Twelve billion dollars in frozen Iranian assets are set to move, in two equal installments of $6 billion each — and Washington has already told Tehran how it expects at least part of that money spent: on American grain.
The fund release, confirmed by Iran’s top negotiator Mohammad Bagher Ghalibaf, marks the most concrete financial outcome yet from talks that have spanned oil sanctions, Lebanon’s security architecture and the future of one of the world’s most contested shipping corridors. But the announcement arrived bundled with conditions that reveal how far apart Washington and Tehran remain on what any of this actually means.
President Donald Trump said Iran had agreed to allow international nuclear inspections, framing the arrangement as a verification win. He added that released Iranian funds would go toward purchasing U.S. agricultural products — a condition that, if accurate, would tie sanctions relief directly to American farm exports rather than leaving Tehran free use of its own money.
Ghalibaf did not address that condition directly.
Speaking after his return from negotiations, the Iranian official characterized the trip in markedly more modest terms than Washington’s framing suggested. “In my view, this trip had good achievements, especially regarding discussions on the Strait, Lebanon, the oil waiver issue, and the release of frozen funds, which is one of the steps we are moving forward with,” he said, adding a caveat that undercut any sense of finality: “However, we believe we are still at the beginning of this process and must continue our efforts.”

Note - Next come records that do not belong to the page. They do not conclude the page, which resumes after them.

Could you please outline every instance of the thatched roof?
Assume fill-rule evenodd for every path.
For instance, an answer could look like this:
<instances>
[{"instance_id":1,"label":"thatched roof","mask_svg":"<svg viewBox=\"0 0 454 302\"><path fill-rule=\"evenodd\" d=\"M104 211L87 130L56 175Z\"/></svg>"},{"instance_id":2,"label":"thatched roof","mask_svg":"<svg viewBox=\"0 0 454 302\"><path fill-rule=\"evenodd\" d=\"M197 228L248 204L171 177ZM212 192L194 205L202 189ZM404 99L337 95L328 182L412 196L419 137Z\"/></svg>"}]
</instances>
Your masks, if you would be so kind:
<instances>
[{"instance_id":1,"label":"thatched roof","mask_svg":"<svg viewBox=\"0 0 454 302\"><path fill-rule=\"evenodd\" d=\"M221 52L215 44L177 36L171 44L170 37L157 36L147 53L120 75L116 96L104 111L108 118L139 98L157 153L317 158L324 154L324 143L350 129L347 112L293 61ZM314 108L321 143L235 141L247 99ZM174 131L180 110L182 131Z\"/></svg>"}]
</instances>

That note of caution extends to the oil sector, where sanctions remain formally in place. According to Ghalibaf, Washington’s recent move was narrower than a lifting of restrictions — a temporary window, running until August 21, permitting Iran to sell oil and petrochemical products. The distinction matters: a waiver expires. A repealed sanction does not. Ghalibaf was direct about why Tehran needed it regardless: “Therefore, we need waivers so we can sell our oil and conduct banking activities,” he said, confirming the necessary clearances had been secured and corresponding agreements signed.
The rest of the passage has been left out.